In the dressing stations behind the old Canadian lines there was no sleep. Before the Battle of Vimy Ridge was over, the doctors, stretcher-bearers, and medical orderlies would treat 7,004 wounded men. Another 3,598 were past help. In sort, one Canadian in ten was killed or wounded in the four-day battle for the ridge. That is not a high ratio by Great War standards, but to that number must be add another 9,553 casualties suffered at Vimy in the months before the battle. Sniper fire, artillery fire, and trench raids took their toll. Put bluntly, to take vimy Ridge it cost Canada twenty thousand casualties, about a quarter of whom would never go home.

It was on this day that Canada grew up from being “that little British lad across the pond” to “that strapping Canadian chap who helps right the world’s wrongs”.
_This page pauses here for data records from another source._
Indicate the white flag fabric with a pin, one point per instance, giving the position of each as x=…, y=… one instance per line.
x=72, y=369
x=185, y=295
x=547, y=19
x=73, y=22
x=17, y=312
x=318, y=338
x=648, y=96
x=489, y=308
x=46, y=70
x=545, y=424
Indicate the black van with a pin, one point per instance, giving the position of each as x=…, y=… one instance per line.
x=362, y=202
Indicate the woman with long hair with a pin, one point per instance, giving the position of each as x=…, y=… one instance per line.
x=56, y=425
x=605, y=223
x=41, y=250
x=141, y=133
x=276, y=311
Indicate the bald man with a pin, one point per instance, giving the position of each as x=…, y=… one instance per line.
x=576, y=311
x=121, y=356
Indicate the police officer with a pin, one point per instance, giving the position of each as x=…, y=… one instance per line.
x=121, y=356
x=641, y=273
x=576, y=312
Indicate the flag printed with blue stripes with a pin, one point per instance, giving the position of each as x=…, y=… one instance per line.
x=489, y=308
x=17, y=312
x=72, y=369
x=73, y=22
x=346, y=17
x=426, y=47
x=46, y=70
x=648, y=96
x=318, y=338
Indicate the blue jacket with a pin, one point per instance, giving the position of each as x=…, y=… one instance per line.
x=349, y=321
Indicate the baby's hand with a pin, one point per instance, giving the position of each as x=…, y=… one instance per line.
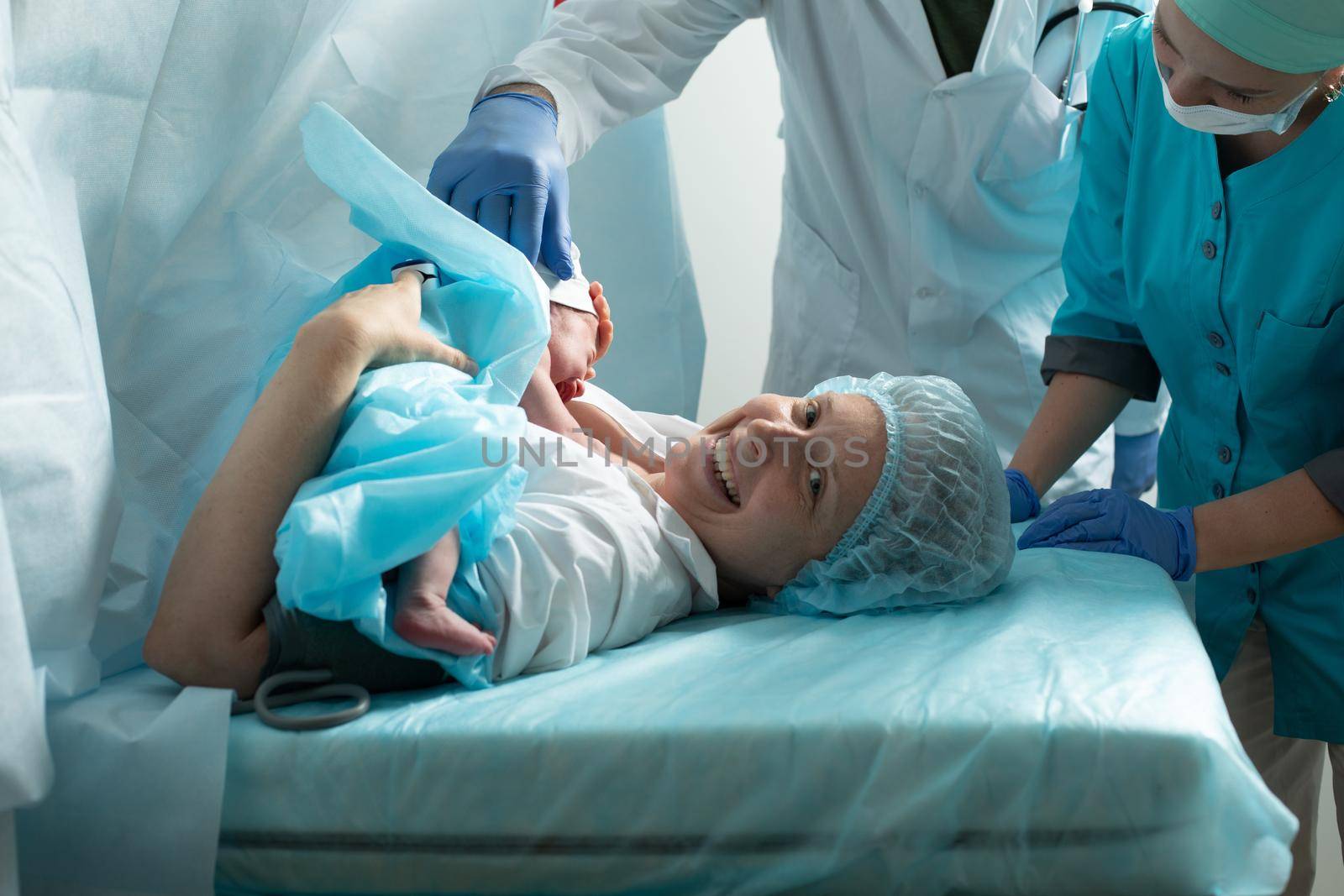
x=605, y=328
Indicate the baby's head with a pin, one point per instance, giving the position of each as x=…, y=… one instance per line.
x=573, y=348
x=864, y=495
x=575, y=327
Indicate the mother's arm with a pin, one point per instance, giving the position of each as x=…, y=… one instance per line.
x=208, y=626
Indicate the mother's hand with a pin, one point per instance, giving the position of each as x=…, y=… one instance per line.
x=381, y=322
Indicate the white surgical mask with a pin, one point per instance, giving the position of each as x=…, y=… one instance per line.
x=1215, y=120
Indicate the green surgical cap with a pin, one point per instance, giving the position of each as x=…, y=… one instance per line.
x=1294, y=36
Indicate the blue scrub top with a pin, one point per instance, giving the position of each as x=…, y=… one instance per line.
x=1233, y=288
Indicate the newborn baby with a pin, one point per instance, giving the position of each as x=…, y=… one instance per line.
x=889, y=500
x=864, y=495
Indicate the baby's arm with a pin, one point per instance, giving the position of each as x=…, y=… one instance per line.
x=597, y=432
x=423, y=614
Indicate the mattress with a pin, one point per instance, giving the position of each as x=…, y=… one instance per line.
x=1063, y=735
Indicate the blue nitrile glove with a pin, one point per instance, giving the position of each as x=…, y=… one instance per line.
x=1023, y=503
x=1136, y=464
x=1113, y=523
x=507, y=159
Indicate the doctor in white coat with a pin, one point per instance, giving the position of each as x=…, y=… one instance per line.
x=931, y=168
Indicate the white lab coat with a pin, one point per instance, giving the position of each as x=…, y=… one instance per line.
x=924, y=215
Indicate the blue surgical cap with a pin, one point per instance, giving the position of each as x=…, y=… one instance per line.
x=936, y=528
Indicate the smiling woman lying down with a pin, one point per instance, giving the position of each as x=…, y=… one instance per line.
x=864, y=496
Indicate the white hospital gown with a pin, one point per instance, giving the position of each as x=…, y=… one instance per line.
x=596, y=560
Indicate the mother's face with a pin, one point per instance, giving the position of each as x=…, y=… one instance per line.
x=777, y=481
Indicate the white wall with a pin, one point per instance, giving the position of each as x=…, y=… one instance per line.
x=729, y=168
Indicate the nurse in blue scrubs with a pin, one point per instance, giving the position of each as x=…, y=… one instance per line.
x=1207, y=250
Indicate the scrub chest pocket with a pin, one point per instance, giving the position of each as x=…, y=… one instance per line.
x=1292, y=369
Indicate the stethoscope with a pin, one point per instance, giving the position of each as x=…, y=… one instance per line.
x=1066, y=89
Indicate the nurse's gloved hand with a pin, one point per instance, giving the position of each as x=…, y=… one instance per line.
x=1136, y=464
x=1023, y=501
x=1113, y=523
x=507, y=172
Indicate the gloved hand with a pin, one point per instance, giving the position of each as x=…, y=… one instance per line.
x=1113, y=523
x=1136, y=464
x=507, y=157
x=1023, y=503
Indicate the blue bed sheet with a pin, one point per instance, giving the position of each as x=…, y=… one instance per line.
x=1065, y=735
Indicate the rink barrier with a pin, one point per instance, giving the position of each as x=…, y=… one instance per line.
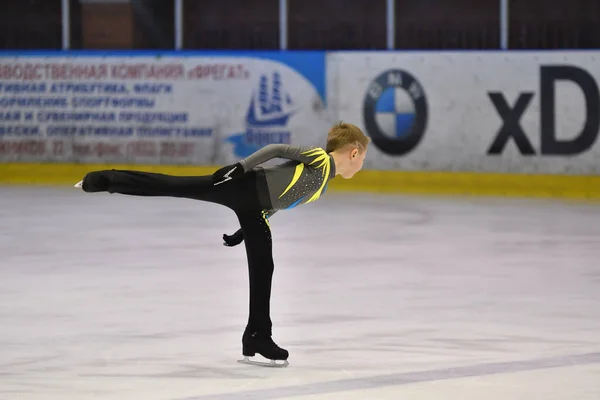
x=370, y=181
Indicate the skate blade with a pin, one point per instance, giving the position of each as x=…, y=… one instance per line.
x=270, y=364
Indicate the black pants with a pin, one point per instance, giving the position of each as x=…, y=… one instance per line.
x=245, y=196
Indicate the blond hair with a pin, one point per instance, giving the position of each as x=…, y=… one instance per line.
x=344, y=134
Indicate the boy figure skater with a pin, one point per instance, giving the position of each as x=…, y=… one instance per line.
x=254, y=194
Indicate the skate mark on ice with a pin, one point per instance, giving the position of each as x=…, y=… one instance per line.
x=406, y=378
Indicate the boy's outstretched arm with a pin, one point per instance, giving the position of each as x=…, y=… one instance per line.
x=238, y=236
x=297, y=153
x=304, y=155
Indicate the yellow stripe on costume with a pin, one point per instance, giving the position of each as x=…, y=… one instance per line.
x=322, y=158
x=297, y=174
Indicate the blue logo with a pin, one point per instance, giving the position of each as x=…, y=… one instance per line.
x=267, y=118
x=395, y=112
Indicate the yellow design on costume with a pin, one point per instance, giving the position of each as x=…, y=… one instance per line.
x=322, y=158
x=297, y=174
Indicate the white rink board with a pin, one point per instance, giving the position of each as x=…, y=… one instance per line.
x=462, y=121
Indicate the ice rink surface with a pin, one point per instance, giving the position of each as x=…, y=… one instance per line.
x=376, y=297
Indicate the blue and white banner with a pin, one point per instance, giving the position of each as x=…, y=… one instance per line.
x=177, y=109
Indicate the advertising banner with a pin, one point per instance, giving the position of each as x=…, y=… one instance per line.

Red Friday Explodes Across Blogosphere And The Ottawa Valley

Well today was a fun day. While driving to the office I noticed a few others wearing red in cars while waiting at … ahem … red lights. I nodded to a couple and tugged at my red sweatshirt. I got a smile and a nod back.

I actually wore a nicer red Roots pullover to work and the sweatshirt below while out to dinner with the family tonight.Red Friday 1 I also managed to finagle a red ribbon magnet for the back of my truck today. When they told me they only had French ones left, I told them I didn’t care and that we are a bilingual country.

Call after call to Lowell Green’s show were supportive of the Red Fridays today. Lowell and his folks were working frantically to get prepped for setting up a Red Friday on Parliament Hill to get an aeriel photo of a sea of red to send to the troops.

I noticed today that Matt at A Step To The Right has jumped on board, but when I saw a comment from Shere at Dust My Broom, it really made my day.

There is a call going (or already gone) from CFRA in Ottawa to a radio talk show host in Calgary and I suspect next week this whole Red Friday thing will be across the country.

For those who ask “Why not Yellow?”, the response I heard today was that the yellow ribbon is a welcome home ribbon for soldiers. The Red Ribbon/Red Friday campaign is just a way we are showing support to the soldiers and their families. It is likened to friends shaving their heads to show support for a friend with cancer.

if your heart goes out to the families of the soldiers overseas, then wearing red on Fridays is the way for you to show it. Wear your heart on your sleeve.